Basically the above is taking the full length of the String (node 3) and subtracting the length of the last node of the String (node 3 – 3).

To gather this, we first use the LEN() function to get the strings length.

Next we use ‘-‘ to denote the subtraction

Then we use CharIndex() and REVERSE() to get the index of the beginning of the last node, which will actually be the full length of the node as (via REVERSE) the string is now completely backwards.

This should now Output: Newsletter-August

Next we need to get only the value in the last node inside of a node.
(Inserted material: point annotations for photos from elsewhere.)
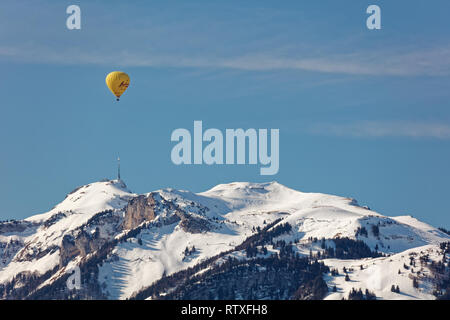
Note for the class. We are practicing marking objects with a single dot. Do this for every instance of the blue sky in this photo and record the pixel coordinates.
(363, 114)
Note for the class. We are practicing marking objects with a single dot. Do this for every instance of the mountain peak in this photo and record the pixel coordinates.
(91, 198)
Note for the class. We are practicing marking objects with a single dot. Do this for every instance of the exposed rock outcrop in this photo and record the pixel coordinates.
(138, 210)
(81, 245)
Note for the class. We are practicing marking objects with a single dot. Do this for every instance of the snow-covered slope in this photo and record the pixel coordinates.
(137, 239)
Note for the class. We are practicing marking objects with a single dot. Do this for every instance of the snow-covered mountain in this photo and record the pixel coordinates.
(154, 245)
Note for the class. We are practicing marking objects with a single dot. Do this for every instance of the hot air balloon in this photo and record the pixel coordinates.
(117, 82)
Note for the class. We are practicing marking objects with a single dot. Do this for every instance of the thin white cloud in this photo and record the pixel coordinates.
(432, 62)
(379, 129)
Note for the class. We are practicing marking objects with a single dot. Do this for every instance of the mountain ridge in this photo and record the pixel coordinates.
(140, 239)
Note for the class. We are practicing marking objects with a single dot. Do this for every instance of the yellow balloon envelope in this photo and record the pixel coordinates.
(117, 82)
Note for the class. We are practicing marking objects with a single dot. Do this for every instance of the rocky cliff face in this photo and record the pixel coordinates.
(138, 210)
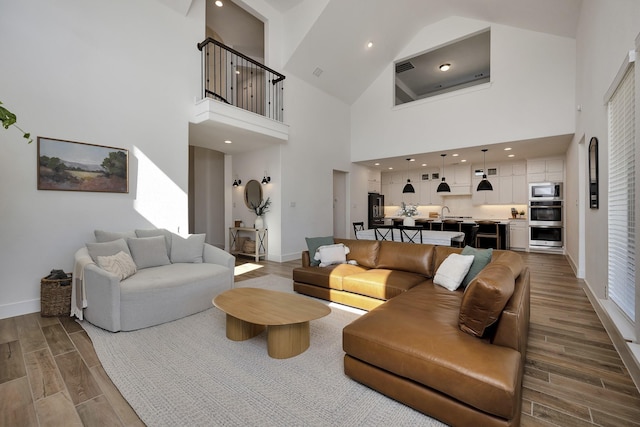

This is very similar to how we gathered the remainder nodes above. You mostly just reverse the starting and length positions:

SUBSTRING(
 CAST('<x>' + REPLACE(b.DataExtension,'_','</x><x>') + '</x>' AS XML).value('/x[3]','nvarchar(max)'),
 LEN(CAST('<x>' + REPLACE(b.DataExtension,'_','</x><x>') + '</x>' AS XML).value('/x[3]','nvarchar(max)')) - CHARINDEX('-', REVERSE(CAST('<x>' + REPLACE(b.DataExtension,'_','</x><x>') + '</x>' AS XML).value('/x[3]','nvarchar(max)'))) + 2,
 LEN(CAST('<x>' + REPLACE(b.DataExtension,'_','</x><x>') + '</x>' AS XML).value('/x[3]','nvarchar(max)'))
)

As you can see above, it is utilizing another Substring() to accomplish the task.

1 – String to cut:

CAST('<x>' + REPLACE(EmailName,'_','</x><x>') + '</x>' AS XML).value('/x[3]','nvarchar(max)')

This is pretty simple as we can use the above solution with AS XML and value() to gather the string.

2 – Starting point :

LEN(CAST('<x>' + REPLACE(b.DataExtension,'_','</x><x>') + '</x>' AS XML).value('/x[3]','nvarchar(max)'))
 - 
CHARINDEX('-', REVERSE(CAST('<x>' + REPLACE(b.DataExtension,'_','</x><x>') + '</x>' AS XML).value('/x[3]','nvarchar(max)')))
 + 
2

This is where most of the complexity comes from as we need to find the place that the final delimiter takes place. It is almost a carbon copy of what was used inside the ‘Char Length’ section above. The major change is the ‘+ 2’ added at the end. This is to remove the delimiter from the string that is output

3 – Char length of Substring:

LEN(CAST('<x>' + REPLACE(b.DataExtension,'_','</x><x>') + '</x>' AS XML).value('/x[3]','nvarchar(max)'))

Although this may look confusing, it is just taking the length of the string (node 3) and setting it to the character length.

This should now Output: Customers

This is not an everyday use case, but it does allow for some pretty powerful segmentation and reporting when used.